Similar language is contained in the motion to dismiss Kaelin's lawsuit.

Both motions also cite a summary judgment decision in a 1994 Kenton Circuit Court case against the Diocese of Covington where a judge ruled that plaintiffs are obligated to try to discover their right to sue in a timely manner.

Vish said he received the archdiocese's motions yesterday and still was reviewing them. He rejected, however, the claim that his clients knew or should have known of the cover-up allegations.

Many people initially thought the allegations at the heart of the lawsuits dealt with the abuse, when the core allegation is an alleged cover-up by the archdiocese, Vish said.

Rossman, of Louisville, first learned of the abuse accusations in late May 2002 when she was working on a project with Jehovah's Witnesses, Vish said.

Kaelin, a firefighter, wasn't paying "a whole lot of attention" to the news and didn't understand what the cases were about until January, Vish said.
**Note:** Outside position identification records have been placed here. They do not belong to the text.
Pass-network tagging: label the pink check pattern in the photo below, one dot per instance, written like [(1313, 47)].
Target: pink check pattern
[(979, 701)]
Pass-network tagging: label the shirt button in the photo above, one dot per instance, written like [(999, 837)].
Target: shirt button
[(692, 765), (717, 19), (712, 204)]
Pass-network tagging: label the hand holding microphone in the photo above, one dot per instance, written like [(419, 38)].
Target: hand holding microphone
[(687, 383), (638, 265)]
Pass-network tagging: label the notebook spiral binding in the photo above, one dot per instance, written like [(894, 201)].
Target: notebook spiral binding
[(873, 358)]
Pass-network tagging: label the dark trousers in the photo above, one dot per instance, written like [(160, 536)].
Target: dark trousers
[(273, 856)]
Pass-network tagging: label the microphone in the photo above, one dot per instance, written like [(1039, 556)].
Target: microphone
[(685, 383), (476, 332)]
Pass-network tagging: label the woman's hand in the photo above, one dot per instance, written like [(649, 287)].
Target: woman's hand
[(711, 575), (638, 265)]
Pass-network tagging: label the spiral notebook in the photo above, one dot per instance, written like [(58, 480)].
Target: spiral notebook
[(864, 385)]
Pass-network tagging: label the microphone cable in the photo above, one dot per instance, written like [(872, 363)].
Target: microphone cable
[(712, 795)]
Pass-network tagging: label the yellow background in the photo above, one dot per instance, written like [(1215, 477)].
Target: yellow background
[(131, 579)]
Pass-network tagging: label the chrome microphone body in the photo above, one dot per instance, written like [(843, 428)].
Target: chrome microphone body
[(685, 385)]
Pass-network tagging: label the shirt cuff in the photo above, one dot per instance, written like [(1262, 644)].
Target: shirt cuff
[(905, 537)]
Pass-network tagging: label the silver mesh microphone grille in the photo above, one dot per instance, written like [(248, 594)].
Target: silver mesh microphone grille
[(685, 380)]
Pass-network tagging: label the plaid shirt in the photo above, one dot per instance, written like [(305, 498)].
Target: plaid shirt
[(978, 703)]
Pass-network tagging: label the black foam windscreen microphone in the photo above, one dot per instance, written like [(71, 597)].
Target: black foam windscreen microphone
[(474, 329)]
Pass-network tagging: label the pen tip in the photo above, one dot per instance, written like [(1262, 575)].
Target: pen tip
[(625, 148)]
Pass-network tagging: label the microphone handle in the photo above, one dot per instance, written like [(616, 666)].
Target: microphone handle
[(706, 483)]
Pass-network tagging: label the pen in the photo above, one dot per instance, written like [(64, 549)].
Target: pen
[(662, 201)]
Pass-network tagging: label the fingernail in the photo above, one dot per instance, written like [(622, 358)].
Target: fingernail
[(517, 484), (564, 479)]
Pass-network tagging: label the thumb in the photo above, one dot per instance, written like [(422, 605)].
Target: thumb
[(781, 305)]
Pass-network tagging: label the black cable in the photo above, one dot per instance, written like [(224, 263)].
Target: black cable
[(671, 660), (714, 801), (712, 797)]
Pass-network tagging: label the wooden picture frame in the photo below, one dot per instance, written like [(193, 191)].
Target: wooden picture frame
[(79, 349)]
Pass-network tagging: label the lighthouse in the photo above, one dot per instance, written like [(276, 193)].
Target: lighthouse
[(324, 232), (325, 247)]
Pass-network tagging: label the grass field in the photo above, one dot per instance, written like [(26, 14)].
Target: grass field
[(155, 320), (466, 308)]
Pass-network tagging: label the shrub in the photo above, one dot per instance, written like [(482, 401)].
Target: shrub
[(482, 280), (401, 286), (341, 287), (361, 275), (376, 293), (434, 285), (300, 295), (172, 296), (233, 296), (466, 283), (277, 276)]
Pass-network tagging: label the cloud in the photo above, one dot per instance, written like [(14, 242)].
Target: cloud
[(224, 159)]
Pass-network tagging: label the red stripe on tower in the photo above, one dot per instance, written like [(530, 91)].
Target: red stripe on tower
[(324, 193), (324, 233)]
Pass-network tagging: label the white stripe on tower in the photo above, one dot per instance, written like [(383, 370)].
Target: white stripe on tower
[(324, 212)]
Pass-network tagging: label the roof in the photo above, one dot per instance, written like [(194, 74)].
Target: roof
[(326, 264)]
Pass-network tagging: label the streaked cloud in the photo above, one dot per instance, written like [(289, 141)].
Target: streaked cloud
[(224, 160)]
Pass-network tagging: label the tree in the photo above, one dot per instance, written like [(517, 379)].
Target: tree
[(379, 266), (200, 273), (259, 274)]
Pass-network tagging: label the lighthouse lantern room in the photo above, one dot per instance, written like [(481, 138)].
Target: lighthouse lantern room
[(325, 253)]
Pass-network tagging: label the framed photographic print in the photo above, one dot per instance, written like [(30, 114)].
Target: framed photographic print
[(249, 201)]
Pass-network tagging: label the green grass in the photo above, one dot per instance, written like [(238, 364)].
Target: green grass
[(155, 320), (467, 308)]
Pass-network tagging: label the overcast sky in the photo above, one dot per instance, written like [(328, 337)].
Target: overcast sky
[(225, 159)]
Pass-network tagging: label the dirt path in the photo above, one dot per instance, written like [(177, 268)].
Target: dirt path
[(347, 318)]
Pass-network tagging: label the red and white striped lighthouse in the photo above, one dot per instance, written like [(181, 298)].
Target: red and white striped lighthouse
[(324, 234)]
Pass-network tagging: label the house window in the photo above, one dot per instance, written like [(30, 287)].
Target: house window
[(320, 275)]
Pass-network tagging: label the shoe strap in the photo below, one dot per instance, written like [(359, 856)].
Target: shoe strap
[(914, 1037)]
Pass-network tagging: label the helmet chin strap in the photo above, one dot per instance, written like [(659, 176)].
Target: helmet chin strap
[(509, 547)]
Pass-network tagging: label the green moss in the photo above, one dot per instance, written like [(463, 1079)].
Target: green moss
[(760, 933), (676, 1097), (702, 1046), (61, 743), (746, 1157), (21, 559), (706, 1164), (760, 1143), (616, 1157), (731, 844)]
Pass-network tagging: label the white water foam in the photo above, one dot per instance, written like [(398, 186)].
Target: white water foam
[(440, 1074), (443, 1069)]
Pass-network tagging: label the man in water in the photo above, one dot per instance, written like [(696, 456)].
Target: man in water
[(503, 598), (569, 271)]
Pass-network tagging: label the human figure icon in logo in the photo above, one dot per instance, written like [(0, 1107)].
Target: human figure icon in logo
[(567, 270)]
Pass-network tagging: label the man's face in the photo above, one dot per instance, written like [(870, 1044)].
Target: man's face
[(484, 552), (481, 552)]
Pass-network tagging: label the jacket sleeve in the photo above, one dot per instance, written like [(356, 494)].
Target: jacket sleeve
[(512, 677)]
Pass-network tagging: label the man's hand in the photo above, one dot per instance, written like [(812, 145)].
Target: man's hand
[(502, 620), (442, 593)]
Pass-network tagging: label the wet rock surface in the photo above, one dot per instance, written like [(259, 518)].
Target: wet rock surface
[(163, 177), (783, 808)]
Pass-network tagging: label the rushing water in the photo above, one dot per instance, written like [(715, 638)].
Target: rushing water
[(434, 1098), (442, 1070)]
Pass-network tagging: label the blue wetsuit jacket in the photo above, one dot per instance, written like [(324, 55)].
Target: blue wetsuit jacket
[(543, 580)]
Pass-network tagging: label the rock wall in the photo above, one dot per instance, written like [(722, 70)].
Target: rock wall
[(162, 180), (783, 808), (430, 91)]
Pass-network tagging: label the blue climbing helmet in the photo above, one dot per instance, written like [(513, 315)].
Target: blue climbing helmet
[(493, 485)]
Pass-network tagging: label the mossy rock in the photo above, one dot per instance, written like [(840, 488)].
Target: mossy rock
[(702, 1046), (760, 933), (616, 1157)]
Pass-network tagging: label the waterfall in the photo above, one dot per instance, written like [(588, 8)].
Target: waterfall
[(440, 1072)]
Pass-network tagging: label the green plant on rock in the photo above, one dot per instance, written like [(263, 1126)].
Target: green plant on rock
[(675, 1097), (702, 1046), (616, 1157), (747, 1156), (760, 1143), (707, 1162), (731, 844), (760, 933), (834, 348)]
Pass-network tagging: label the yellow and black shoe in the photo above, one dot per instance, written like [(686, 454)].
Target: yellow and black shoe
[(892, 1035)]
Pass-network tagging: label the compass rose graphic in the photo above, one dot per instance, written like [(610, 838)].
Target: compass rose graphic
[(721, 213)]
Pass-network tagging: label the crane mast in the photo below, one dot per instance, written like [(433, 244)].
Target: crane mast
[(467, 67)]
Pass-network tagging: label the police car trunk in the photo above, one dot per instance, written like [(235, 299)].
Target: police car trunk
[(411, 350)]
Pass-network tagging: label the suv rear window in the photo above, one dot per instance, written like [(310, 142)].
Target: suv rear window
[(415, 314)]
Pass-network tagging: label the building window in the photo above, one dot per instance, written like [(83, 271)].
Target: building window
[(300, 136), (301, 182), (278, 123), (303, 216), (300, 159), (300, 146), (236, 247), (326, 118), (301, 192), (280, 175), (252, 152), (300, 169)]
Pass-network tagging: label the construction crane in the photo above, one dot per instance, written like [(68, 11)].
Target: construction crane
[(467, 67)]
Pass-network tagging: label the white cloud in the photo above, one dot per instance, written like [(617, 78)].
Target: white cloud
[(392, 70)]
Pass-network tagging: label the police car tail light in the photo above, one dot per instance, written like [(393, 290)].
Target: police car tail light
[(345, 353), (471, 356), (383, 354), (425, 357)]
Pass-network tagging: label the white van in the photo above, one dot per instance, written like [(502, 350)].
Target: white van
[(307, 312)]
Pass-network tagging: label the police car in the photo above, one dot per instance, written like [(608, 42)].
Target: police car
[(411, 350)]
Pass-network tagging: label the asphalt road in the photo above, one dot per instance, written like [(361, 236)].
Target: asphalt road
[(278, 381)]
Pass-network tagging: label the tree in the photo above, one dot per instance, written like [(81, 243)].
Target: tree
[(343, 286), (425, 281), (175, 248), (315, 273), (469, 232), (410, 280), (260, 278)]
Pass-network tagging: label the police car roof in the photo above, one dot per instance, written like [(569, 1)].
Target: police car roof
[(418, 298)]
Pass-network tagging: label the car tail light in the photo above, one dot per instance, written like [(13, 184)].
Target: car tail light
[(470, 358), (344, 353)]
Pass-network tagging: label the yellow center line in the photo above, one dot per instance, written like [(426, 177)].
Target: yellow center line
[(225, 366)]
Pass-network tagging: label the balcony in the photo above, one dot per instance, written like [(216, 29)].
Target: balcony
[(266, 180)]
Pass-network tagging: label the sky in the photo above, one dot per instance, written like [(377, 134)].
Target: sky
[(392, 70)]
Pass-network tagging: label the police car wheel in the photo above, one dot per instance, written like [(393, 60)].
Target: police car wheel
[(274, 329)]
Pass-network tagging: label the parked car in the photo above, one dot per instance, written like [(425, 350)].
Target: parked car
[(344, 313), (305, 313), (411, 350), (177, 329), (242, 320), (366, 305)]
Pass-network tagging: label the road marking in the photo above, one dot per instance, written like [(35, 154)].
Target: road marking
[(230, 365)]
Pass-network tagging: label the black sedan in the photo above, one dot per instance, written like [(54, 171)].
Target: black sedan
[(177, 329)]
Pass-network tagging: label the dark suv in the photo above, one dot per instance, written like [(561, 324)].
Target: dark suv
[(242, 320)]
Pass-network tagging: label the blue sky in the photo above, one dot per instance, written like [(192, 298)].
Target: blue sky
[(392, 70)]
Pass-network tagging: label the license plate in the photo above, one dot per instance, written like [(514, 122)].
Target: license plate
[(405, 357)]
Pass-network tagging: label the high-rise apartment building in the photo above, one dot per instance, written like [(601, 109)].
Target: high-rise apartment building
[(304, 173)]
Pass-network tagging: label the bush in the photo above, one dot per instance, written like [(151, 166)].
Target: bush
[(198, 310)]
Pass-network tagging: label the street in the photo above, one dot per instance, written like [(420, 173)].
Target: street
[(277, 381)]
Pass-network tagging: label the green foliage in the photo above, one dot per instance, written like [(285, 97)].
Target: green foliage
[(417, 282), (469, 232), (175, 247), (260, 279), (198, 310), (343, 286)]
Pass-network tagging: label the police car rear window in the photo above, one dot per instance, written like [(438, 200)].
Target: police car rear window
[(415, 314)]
The final reason for dismissal cited by the archdiocese in the Rossman case is that the alleged abuse occurred between 1962 and 1964 and Kentucky's first law requiring people to report alleged child abuse took effect in June 1964.

The archdiocese couldn't be obligated to report abuse that took place before the law existed, the organization argued, and therefore, any failure to do that did not give Rossman more time to file her lawsuit.